Main Street Capital enjoys the highest valuation of any BDC, recently trading for a massive 79% premium to its net asset value as of March 31, 2017. When Main Street Capital issues new stock, the benefits accrete to current owners in the form of rising net asset value per share.
3. Comments on externalizing the manager
Main Street Capital's business model works well because it has married good underwriting with low-cost operations. The company's cost controls are very favorable for shareholders, as expenses tallied to approximately 1.6% of assets in the most recent quarter. Other BDCs have fees that start at 1.5% to 2% of assets, in addition to incentive fees that redirect 20% of a BDC's income to the management company.
Put simply, Main Street Capital's cost advantage means that average underwriting performance results in above-average investment returns for its shareholders.
Recently, one internally managed BDC, Hercules Capital (NYSE:HTGC), announced its intention to externalize its management structure in a proposal that can only be described as self-dealing. Shares dropped more than 10% on the day the externalization plan was announced, as Hercules Capital joined the growing group of "bad guys" in the BDC industry. (Whether or not this particular proposal passes, shareholders will forever question whether Hercules Capital has their best interests at heart.)
When an analyst asked if Main Street Capital had any interest in externalizing the management team, Main Street Capital's CEO, Vince Foster, fired a few shots at Hercules Capital:
Yeah.

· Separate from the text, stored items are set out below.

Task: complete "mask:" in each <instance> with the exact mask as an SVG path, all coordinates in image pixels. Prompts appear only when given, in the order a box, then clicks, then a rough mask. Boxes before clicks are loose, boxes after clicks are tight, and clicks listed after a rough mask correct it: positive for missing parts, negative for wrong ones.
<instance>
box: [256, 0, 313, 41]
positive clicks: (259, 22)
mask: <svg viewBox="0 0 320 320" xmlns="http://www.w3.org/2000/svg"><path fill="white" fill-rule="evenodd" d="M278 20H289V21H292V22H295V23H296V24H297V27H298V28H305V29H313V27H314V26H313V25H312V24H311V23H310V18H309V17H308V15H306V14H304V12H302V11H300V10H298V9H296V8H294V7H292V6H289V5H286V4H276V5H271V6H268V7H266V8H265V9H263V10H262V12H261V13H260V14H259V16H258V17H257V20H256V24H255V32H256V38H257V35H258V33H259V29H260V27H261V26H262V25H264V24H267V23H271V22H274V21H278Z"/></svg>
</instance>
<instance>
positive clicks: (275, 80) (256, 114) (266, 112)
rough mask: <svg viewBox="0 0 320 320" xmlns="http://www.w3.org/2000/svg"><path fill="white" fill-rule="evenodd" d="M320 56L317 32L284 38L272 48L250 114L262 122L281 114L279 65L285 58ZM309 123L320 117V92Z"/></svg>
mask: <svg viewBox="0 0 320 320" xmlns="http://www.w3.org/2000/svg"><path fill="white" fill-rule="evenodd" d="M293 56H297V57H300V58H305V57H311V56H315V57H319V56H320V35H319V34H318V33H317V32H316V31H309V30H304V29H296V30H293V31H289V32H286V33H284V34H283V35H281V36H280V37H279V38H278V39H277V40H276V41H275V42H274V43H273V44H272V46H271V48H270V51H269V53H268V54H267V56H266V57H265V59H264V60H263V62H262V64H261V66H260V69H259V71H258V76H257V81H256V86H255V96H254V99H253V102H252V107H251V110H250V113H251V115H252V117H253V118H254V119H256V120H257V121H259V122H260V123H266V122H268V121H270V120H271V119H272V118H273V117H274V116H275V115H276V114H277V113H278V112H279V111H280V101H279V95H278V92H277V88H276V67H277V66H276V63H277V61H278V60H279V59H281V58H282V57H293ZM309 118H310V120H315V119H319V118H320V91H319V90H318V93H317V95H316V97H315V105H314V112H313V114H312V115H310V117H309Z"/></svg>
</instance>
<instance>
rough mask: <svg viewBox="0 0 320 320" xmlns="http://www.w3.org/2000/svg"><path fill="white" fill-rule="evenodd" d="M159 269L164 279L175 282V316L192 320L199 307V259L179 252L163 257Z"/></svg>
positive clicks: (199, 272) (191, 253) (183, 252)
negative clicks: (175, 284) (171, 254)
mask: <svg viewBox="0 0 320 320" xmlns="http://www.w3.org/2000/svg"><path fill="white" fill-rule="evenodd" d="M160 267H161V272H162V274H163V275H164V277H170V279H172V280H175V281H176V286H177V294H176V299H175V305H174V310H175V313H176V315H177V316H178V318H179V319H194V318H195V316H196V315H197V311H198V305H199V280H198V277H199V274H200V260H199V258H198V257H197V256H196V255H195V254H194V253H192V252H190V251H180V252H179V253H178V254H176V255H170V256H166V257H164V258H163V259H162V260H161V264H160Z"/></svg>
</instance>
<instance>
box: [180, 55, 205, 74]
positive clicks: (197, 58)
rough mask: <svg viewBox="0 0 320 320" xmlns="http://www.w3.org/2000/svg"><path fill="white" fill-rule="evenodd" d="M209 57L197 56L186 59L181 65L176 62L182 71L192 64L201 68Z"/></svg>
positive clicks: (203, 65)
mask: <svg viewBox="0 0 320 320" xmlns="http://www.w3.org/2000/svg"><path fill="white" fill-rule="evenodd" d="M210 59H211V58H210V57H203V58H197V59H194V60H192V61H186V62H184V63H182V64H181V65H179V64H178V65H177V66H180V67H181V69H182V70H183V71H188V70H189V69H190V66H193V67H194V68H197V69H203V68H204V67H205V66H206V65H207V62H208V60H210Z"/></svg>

If I went to the Board and expressed an intent to externalize, I would -- I think I would become externalized. I expect to be terminated. And if the Board let me, I would hope that the shareholders would terminate them.
Foster knows what everyone else does: Externalizing an internal management team is a way to transfer wealth from shareholders to management.
Unfortunately, if Hercules Capital's campaign to become externally managed is successful, it will have paved the path for internally managed BDCs to accumulate billions of dollars in assets before flipping the script and paying off their management teams.
I don't think this is a risk with Main Street Capital, which routinely cheers the benefits of internally managed BDCs. But Hercules Capital was an internal management cheerleader, too... until it wasn't.